Bozkır’ımız son birkaç yıldır
toplumsal güvenlik konusunda bazı sıkıntılar yaşıyor. Geçtiğimiz yıl ardı ardına yaşanan hırsızlık
olayları ve yaralanmalarla sonuçlanan kavgalar hafızalardaki canlılığını
korurken, polisimizin kimi olaylardaki edilgenliği halkımızda tepkiyle
karşılanıyor.
Sözümüz görev ve
sorumluluklarının bilincinde, vatandaşla iletişimini doğru bir zeminde
yürütebilen ve tecrübesiyle
gelişebilecek olumsuz olayları engelleme kabiliyetindeki polislerimize değil elbette. Olayları en az
zararla yatıştırmak veya olumsuzlukların önüne geçmek bir başarıdır. Sözümüz
bunu başaramayanlara.. Kimi durumlarda
bazı güvenlik personelinin gösterdiği zaaflar daha tehlikeli durumlara davetiye
çıkarıyor. Böyle bir tablo, toplumda
tedirginliğe sebep olurken, güvenlik ve kurumlara güven duygusunu da oldukça
zedeliyor. Öyle ki önceden vatandaşlar arasında “olay biter, sonra polis gelir”

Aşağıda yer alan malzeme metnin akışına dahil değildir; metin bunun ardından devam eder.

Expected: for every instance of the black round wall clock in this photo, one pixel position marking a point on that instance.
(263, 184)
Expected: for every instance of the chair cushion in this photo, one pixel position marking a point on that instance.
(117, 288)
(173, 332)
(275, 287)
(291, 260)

diye söylenir tepki gösterilirdi, şimdi ise
“polis gelse de olay bitmiyor” diye bir algı oluştu.
Geçenlerde gece yarısı başımıza
gelen şahsi bir durumla ilgili olarak birilerinden şikayetçi ve davacı olmak
için hukuk fakültesi mezunu kardeşim ve öğretmen bir arkadaşımla beraber
karakola gitmiştik. Orda bu sıkıntılardan örnekleriyle bahsedince, grup amiri “Geçen bir kavga ihbarı üzerine olay yerine
giden arkadaşlarımızı; olayın
taraflarından bir grup, sopayla kovalamışlar. Biz ne yapabiliriz? Birisi şikayetçi
olmadan müdahale edemiyoruz. Bizim de çoluğumuz çocuğumuz var.” diye
acziyet ifade eden şaşırtıcı bir çıkış yaptı. Bir grup amirinin böyle konuştuğu
bir yerde kendinizi emniyette hissedebilir misiniz? O an fiilen “emniyetteydik”
ama gerçekte emniyette olmadığımız duygusuna kapıldık. Şikayette bulunduk
bulunmasına ama yine gerektiği gibi ilgilenilmedi, nöbetçi grup amiri şikayet
ettiğimiz kişileri de bizim telefonla aramamızı, bizim bulmamızı istedi. Tam bir ay boyunca ilgili dosyanın savcılığa
intikal ettirilmediğini öğrenip, sebebini sormak için gittiğimde “şüphelinin ifadesine imza alınmamış”
gibi bir gerekçe öne sürdüler. Ancak tepki göstermem üzerine olay savcılığa
intikal ettirilebildi.
Asayişle ilgili vakalara yerinde
ve zamanında müdahale etmekten çekinen, edemeyen veya etmek istemeyen bir
zihniyetin varlığı oldukça düşündürücüdür. Bu zihniyet daha büyük vakalara
zemin hazırlamakta, sokakları başıboş bırakmakta ve halkın “emniyet” duygusuna
zarar vermektedir. Toplumda adalet,
güvenlik ve huzuru sağlamak devletin başlıca görevlerindendir. Dileriz daha
büyük huzursuzluklar doğmadan gerekenler yapılır.